If I can't tell at that point, but I have a suspicion, I'll continue to do what I can, while not enabling any potential manipulation, while at the same time investigate the case further until I get enough information that points either way. I've mentioned this before. I do not confront someone who I believe is willfully deceiving me and tell them that's my opinion unless it's to the degree where it's beyond a shadow of a doubt. (e.g. I walk out of the office, and then the guy calls up someone on a cell phone and when I'm walking back, I can hear him tell the person how he thinks he's going to score some Ativan off of me and he's preparing to sell it to the person on the other end of the line. That has happened. Another incident that happened is a guy told me he had panic disorder, and I actually considered he was telling me the truth. I prescribed him 2 weeks worth of Ativan and he tried to sell it less than 5 minutes after he walked out of the office. The person he tried to sell it to actually went to the office and reported it to us saying he was going to call the police.)
If you haven't had to work in clinical scenarios where this is actually quite common, then good for you. I do or have--> the emergency room in a city hospital with large crime rate and homeless population, a forensic psychiatric unit, a community psychiatry office servicing those of a low SES (several patients had criminal records), an involuntary unit servicing a city with a large homeless population. About once a month, in residency, we had a patient that the entire treatment team thought was malingering, and after some investigation, it turned out the person was, and then all their symptoms disappeared when we talked about it with the patient. (e.g. Person is acting bizarre, gave us a fake name, claiming he sees little green men-which is an atypical symptom. Then he grabs a nurse's butt. We investigate the state criminal data bank and it turns out he has no history of mental illness and he's 50 years old, and wanted by the police. When we tell him we have reason to believe he's actually John X, in fact even show him a picture with his photo on it and real name beside it, and ask him who that person is.....Well all of a sudden this guy's psychotic presentation stopped.)
Even if a patient is caught in a lie, I do not boldly point the finger at them as the bad guy. In the case I mentioned, where the guy was caught red-handed trying to sell Ativan right after he left my office, I still think that guy was doing it out of desperation. I knew his case, and he was doing the best he could in several areas of his life. IMHO, he tried to sell the Ativan because he really did need the money to put food on his table.
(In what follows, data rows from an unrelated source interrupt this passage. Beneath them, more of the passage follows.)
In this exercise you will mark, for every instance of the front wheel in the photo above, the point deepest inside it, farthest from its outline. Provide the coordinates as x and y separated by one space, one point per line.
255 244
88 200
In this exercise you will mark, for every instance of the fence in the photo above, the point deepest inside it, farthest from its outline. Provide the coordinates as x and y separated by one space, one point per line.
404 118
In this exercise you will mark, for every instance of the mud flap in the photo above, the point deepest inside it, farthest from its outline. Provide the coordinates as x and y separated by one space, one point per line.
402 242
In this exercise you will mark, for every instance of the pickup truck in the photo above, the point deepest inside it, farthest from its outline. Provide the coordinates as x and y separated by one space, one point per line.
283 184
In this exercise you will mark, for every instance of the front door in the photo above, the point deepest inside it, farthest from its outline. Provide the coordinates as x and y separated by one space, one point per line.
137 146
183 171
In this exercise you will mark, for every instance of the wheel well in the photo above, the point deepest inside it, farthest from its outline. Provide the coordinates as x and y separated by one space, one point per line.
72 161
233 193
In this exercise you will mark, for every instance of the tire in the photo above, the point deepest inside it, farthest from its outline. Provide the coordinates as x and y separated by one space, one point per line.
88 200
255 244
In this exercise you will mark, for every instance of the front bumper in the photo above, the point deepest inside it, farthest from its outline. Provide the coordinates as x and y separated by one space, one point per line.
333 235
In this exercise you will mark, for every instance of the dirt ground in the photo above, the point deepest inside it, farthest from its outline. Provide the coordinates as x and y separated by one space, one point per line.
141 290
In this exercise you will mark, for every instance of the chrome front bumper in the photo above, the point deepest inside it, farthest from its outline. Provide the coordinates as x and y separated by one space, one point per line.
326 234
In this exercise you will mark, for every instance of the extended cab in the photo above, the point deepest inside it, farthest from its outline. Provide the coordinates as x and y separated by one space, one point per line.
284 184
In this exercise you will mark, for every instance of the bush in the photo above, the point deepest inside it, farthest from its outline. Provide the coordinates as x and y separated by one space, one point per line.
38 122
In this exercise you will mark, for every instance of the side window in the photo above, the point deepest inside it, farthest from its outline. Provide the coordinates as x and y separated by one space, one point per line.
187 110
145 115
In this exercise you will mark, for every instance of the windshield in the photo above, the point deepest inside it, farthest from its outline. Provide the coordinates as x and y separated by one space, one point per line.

The person could be deceptive, but may not have bad intentions, and his deception may indicate a need for psychiatric help, but not in the manner it seemed on the surface. Finding out the person is "lying" could add more insight into our knowledge of the case. In the case I mentioned, it made me realize how desperate the guy's situation was, and he was too proud to tell me. After we talked about the incident, he opened up to me more and we both felt his treatment sessions were more effective.
A question for you. Would you write a letter recommending disability to a judge in 100% of patients that requested it of you given the knowledge that in a forensic setting 30%+ of patients by studies are malingering (disability would be included in that setting)? If you actually investigated the issue with something such as a physical and mental status exam to see if the person truly meets a definition of disability, or are you spending too much time on that issue?